Wednesday, November 30, 2016

Chickens in winter

So it's not winter exactly, but the garden is behaving as if it were, and so are the chickens, to be honest.  The trees are mostly bare (leaves are great fun to scratch up);  the lawn is also mostly bare (grass is yummy, but why won't it grow back?).  Yesterday morning we had a hard frost;  the six year old went out in the morning with a hot kettle to melt all the chicken drinks (he thought it was the best thing ever).  When it snowed early this month, the chickens were very confused:  what was it, and where did the grass go?

The more pressing chicken/winter concern is the distinct lack of eggs.  We've dropped from 8-9 a day to around 4-5 a day.  Actually, we suspect one or more hens may be hiding a nest from us;  Rock, our newest laying hen with a distinct blue egg, hasn't laid one in the nest box for at least a week.  We think she's too young to go off her lay, so she must be hiding them.  We also suspect Cookie, the same age as Rock, is also hiding a nest, as she's about 7 months old and well past time to begin laying (we've never had an egg from her yet, and Rock's been laying for a couple months now).  We've all been out to have a look for eggs, but no luck yet. We don't even know what color Cookie's eggs will be, just that they'll be small (she's a Pekin bantam).
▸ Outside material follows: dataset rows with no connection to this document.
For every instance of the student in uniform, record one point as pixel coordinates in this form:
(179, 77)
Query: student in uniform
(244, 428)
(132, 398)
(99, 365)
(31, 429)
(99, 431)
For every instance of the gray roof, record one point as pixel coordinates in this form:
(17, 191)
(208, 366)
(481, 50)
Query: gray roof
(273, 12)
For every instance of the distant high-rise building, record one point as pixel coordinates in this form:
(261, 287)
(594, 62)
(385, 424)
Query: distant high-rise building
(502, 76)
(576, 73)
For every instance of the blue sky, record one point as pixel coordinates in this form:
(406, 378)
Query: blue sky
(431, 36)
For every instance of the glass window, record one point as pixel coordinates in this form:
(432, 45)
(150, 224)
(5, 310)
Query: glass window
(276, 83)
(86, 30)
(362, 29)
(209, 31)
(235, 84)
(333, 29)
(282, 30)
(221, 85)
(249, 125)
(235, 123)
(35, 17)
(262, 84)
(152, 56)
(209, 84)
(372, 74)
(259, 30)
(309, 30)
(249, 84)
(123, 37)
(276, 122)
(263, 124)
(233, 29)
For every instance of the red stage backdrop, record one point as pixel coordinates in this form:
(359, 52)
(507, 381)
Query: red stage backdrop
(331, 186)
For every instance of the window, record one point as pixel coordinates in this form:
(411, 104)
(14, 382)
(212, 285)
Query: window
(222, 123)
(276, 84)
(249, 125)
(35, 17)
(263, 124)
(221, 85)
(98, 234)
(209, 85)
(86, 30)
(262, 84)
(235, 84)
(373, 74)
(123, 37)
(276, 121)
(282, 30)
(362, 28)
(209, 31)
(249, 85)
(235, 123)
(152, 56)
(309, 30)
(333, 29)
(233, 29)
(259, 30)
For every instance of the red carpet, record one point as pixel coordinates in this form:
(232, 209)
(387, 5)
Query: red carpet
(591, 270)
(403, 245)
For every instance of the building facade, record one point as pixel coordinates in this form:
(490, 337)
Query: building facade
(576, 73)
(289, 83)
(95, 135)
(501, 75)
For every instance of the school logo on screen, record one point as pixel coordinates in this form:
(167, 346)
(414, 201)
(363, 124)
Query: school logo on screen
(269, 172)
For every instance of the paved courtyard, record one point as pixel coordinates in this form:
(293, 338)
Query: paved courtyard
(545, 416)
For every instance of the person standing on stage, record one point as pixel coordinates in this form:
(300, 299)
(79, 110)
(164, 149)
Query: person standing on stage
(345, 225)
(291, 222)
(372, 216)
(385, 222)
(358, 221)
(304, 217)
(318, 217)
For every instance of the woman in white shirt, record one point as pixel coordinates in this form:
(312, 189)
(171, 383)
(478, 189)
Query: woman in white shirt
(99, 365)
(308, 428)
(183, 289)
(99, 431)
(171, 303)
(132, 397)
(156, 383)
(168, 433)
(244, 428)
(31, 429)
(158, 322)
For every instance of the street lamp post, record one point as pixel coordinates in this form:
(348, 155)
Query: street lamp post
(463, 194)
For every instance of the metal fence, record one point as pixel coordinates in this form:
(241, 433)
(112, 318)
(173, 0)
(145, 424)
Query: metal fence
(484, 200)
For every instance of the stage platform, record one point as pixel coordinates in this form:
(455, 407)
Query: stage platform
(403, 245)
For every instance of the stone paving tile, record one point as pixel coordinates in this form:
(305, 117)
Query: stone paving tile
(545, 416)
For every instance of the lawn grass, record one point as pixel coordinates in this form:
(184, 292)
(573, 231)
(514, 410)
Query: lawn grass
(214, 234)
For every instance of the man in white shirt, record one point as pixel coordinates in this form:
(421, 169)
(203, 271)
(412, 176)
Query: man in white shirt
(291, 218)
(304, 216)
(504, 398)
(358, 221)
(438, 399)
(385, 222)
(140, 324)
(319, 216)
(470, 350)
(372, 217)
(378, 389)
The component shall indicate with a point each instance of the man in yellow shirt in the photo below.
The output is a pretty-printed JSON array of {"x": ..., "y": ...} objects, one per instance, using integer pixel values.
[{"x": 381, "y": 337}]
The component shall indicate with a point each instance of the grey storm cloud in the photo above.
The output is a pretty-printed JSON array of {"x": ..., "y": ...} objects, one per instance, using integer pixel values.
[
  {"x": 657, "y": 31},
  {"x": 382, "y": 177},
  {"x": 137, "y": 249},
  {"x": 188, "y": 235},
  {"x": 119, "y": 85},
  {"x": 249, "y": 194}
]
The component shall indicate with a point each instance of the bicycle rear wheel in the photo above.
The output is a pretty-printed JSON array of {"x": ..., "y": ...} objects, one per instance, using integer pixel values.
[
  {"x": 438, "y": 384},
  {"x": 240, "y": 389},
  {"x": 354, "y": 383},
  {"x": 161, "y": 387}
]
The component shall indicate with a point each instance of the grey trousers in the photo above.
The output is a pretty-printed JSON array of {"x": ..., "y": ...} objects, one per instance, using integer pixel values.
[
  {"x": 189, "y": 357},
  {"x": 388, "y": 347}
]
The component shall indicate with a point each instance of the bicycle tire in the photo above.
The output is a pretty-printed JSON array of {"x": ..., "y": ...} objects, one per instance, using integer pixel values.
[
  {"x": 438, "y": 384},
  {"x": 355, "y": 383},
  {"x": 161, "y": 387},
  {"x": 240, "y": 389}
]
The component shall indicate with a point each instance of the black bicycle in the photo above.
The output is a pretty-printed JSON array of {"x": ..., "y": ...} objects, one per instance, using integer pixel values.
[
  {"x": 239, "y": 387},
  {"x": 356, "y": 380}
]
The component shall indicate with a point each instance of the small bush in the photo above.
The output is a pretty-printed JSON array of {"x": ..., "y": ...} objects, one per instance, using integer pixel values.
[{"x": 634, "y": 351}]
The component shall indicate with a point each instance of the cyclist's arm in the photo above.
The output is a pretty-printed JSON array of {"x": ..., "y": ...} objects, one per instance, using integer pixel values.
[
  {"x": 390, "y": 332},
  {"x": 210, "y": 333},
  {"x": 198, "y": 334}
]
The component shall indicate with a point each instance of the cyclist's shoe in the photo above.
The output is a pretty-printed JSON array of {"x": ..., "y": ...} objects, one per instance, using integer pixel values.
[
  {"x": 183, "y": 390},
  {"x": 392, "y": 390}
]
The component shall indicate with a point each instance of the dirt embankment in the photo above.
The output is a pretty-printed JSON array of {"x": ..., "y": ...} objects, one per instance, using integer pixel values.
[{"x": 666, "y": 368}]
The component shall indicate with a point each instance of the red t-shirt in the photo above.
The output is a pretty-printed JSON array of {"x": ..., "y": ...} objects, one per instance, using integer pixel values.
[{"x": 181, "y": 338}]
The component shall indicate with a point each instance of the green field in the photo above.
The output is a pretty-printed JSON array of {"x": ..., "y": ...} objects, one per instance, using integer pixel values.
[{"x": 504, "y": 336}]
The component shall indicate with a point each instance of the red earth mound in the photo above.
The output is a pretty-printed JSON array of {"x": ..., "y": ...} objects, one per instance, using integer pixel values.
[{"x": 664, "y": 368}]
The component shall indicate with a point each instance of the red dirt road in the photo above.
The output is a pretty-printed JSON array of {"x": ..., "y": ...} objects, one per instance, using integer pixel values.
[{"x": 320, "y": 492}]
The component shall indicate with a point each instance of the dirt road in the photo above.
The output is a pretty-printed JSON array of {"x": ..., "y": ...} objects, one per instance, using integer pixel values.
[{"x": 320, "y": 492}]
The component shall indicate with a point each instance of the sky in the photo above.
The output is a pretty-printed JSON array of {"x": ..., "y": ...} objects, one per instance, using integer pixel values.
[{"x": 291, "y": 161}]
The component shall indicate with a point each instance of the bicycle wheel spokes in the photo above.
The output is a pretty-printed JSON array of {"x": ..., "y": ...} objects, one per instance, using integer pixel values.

It's not as fun in winter for chickens as it is in summer:  less greenery to eat, fewer bugs.  It's cold and wet.  I recently saw a chicken attempt to have a dustbath in the mud (at least there are fewer pests, too).  We still rotate them around the garden, but there are a couple of no-go areas at the present, including the lawn.  They've eaten the grass down almost bare, and will have to wait for it to grow back a bit;  instead of having lawn 3 weeks out of 4, they'll probably have to go 3 or 4 weeks off before the first section can take their scratching and pecking.